An individual investor calls his broker and requests $100,000 of a certain stock for his portfolio. The broker sees that shares of that stock are currently being offered at $10 a share, and that there are 4,000 shares available on the New York Stock Exchange (NYSE), 3,000 on NASDAQ, and 3,000 on the BATS Global Exchange, for a total of 10,000 shares. Satisfied with his ability to fulfill his client’s request, the broker hits “submit”— only to find that these offerings have disappeared and that the cheapest offering price of the stock is now above $10 a share, resulting in a purchase of fewer than the expected 10,000 shares for his client.
This rapid, blink-of-an-eye increase in price is but one side effect of high-frequency trading (HFT), the newest technology to affect the stock market. Because the broker in our story was located at different physical distances from the NYSE, NASDAQ, and BATS servers, the various pieces of his order reached each exchange at different times. Due to faster fiber-optic cables and closer proximity to the exchanges’ servers, high-frequency traders saw the first portion of the broker’s order on one exchange, registered that he was interested in purchasing that security, bought it themselves on the second exchange, and offered it back to the broker at a higher price when his request reached the second exchange—and so on, until his order was filled. As a result, after the broker completed the order, his client ended up with fewer than the anticipated 10,000 shares due to the increased share price—all because high-frequency traders saw the order coming.
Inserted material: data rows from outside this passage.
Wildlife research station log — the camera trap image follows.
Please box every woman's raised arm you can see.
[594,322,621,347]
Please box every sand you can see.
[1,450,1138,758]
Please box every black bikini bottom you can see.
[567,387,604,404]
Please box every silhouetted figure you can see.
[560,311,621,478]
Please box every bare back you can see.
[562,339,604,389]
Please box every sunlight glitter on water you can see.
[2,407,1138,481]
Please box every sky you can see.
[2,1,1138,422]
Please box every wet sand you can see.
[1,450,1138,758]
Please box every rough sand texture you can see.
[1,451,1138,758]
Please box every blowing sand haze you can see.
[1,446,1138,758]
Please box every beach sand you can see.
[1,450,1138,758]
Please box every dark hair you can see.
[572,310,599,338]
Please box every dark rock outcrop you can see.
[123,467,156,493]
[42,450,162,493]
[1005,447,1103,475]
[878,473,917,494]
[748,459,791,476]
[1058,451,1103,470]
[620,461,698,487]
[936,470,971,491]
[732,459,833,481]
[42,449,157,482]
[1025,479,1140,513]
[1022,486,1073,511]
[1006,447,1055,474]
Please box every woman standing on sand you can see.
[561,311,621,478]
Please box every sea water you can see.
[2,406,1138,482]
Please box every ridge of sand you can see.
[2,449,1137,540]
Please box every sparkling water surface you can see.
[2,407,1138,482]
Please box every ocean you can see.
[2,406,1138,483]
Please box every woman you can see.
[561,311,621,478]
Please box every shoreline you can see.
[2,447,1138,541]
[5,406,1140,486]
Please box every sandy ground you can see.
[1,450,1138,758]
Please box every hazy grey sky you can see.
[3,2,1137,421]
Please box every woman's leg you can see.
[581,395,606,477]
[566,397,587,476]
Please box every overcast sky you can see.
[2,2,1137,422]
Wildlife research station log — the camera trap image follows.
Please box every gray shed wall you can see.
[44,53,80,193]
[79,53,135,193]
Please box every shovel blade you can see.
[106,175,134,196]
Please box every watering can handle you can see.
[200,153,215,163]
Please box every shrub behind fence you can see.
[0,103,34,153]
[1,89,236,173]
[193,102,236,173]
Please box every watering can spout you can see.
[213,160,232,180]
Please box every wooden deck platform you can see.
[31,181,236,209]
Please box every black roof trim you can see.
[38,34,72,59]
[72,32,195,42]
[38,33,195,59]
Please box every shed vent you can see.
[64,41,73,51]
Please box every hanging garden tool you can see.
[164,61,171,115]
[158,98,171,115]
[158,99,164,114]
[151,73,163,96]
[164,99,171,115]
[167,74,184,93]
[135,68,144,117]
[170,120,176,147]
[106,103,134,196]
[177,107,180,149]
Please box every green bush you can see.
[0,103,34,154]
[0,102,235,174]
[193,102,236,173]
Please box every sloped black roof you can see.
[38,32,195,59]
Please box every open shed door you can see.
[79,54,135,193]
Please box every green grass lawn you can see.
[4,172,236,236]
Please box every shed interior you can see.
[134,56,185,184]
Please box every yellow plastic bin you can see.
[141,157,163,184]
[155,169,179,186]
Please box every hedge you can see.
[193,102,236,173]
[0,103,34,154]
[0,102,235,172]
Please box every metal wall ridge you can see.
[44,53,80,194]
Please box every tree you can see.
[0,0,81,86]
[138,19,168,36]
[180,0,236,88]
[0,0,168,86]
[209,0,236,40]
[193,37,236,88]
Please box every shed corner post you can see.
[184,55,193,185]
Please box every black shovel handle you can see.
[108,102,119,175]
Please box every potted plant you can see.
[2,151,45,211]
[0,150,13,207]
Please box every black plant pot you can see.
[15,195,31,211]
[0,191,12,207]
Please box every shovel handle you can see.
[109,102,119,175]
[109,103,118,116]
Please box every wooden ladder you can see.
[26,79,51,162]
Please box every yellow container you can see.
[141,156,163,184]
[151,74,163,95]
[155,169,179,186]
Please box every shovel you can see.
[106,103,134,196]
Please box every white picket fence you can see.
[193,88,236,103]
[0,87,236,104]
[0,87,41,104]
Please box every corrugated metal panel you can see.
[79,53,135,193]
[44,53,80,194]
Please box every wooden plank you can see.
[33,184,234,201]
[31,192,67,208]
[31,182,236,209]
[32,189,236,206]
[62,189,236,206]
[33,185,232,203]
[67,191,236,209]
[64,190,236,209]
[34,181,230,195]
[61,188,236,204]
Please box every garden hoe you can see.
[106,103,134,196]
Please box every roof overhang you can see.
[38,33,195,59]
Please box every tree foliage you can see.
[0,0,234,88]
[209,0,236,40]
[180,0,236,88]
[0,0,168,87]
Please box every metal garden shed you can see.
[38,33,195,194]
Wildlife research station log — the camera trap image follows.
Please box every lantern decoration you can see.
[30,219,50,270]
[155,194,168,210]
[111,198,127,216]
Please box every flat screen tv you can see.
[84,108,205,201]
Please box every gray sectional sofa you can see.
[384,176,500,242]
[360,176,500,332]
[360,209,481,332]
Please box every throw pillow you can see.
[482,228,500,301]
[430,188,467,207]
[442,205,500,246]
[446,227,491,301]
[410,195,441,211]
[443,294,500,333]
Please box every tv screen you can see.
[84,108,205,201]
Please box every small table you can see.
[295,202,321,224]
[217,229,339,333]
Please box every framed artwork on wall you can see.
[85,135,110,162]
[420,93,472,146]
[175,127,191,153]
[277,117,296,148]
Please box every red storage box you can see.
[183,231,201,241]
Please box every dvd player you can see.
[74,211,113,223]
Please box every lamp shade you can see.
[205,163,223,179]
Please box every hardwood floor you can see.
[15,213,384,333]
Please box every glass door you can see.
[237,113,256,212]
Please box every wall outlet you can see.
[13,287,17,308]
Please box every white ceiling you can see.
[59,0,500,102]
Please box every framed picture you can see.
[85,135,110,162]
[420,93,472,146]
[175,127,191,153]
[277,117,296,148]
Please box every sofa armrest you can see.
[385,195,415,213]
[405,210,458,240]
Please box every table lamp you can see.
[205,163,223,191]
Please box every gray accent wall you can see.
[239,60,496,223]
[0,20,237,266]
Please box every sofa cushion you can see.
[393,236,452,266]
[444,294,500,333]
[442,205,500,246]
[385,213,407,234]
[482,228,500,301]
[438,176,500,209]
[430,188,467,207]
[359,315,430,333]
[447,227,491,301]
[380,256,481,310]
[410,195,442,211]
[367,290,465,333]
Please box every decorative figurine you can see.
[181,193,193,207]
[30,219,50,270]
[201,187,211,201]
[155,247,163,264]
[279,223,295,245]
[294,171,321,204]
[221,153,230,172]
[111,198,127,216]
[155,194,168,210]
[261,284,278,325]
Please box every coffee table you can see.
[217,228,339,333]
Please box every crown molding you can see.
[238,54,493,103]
HFT has been gaining traction in the marketplace since the late 2000s and will likely continue to increase its share over time as investors seek access to higher speeds and faster trades. Along with the advantages of increased speed, however, come many negative effects for investors still utilizing slower, moreconventional electronic trading strategies. Such investors, stung by lost profits and increased prices, have begun to seek protection and relief through the federal securities laws—but how likely are their claims to succeed? And, in the event that HFT becomes a standard practice among investors, how should litigants in securities class actions react to this new technology?